4. Can you take ACETAMINOPHEN AND PENTAZOCINE HYDROCHLORIDE and Fluoxetine-Safety-Postpartum together?

A moderate-severity drug interaction has been identified when combining ACETAMINOPHEN AND PENTAZOCINE HYDROCHLORIDE and Fluoxetine-Safety-Postpartum. Fluoxetine, a selective serotonin reuptake inhibitor (SSRI), increases synaptic serotonin levels. Pentazocine, a mixed opioid agonist-antagonist, can also enhance serotonergic transmission via its weak serotonin reuptake inhibition and possible direct serotonin receptor effects. Coadministration may lead to serotonin syndrome, characterized by neuromuscular abnormalities, autonomic instability, and altered mental status, potentially life-threatening. Consult your prescriber before combining these medications.

5. Are ACETAMINOPHEN AND PENTAZOCINE HYDROCHLORIDE and Fluoxetine-Safety-Postpartum safe during pregnancy?

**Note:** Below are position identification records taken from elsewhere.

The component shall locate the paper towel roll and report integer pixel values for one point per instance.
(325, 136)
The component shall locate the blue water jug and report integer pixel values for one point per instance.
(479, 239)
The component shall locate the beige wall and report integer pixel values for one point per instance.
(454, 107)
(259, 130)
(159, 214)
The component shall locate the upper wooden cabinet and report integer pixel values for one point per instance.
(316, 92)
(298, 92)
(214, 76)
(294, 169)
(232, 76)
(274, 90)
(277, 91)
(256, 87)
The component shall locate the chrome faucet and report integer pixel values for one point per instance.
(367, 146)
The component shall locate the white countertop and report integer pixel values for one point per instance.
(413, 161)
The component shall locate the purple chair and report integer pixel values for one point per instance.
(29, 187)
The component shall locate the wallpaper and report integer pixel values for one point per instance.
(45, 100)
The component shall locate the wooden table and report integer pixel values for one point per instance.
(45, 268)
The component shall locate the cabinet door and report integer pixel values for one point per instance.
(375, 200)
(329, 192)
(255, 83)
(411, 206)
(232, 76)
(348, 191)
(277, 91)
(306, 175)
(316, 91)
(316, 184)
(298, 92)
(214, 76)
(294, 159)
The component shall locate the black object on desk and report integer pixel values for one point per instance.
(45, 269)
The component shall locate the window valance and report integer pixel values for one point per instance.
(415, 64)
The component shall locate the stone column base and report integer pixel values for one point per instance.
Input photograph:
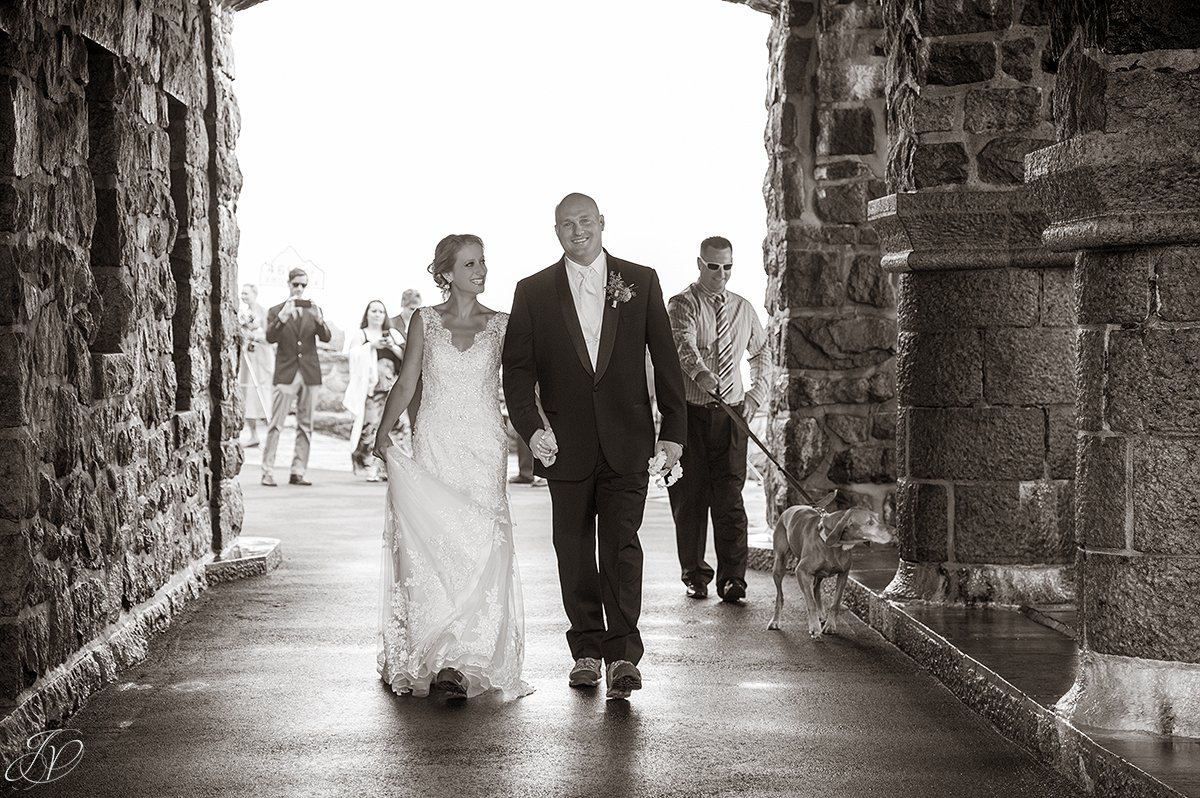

The maternal-fetal safety profiles differ. ACETAMINOPHEN AND PENTAZOCINE HYDROCHLORIDE is classified as Category A/B. Acetaminophen: Generally considered low risk; no consistent evidence of teratogenicity in any trimester. Pentazocine: Limited human data; animal studies show no teratogenicity at c. Fluoxetine-Safety-Postpartum is classified as Category A/B. First trimester: Exposure associated with a small increased risk of cardiovascular malformations, primarily ventricular septal defects (absolute risk ~2-3% vs 1% baseline). Second/. Always consult a maternal-fetal medicine specialist before taking either drug during pregnancy or lactation.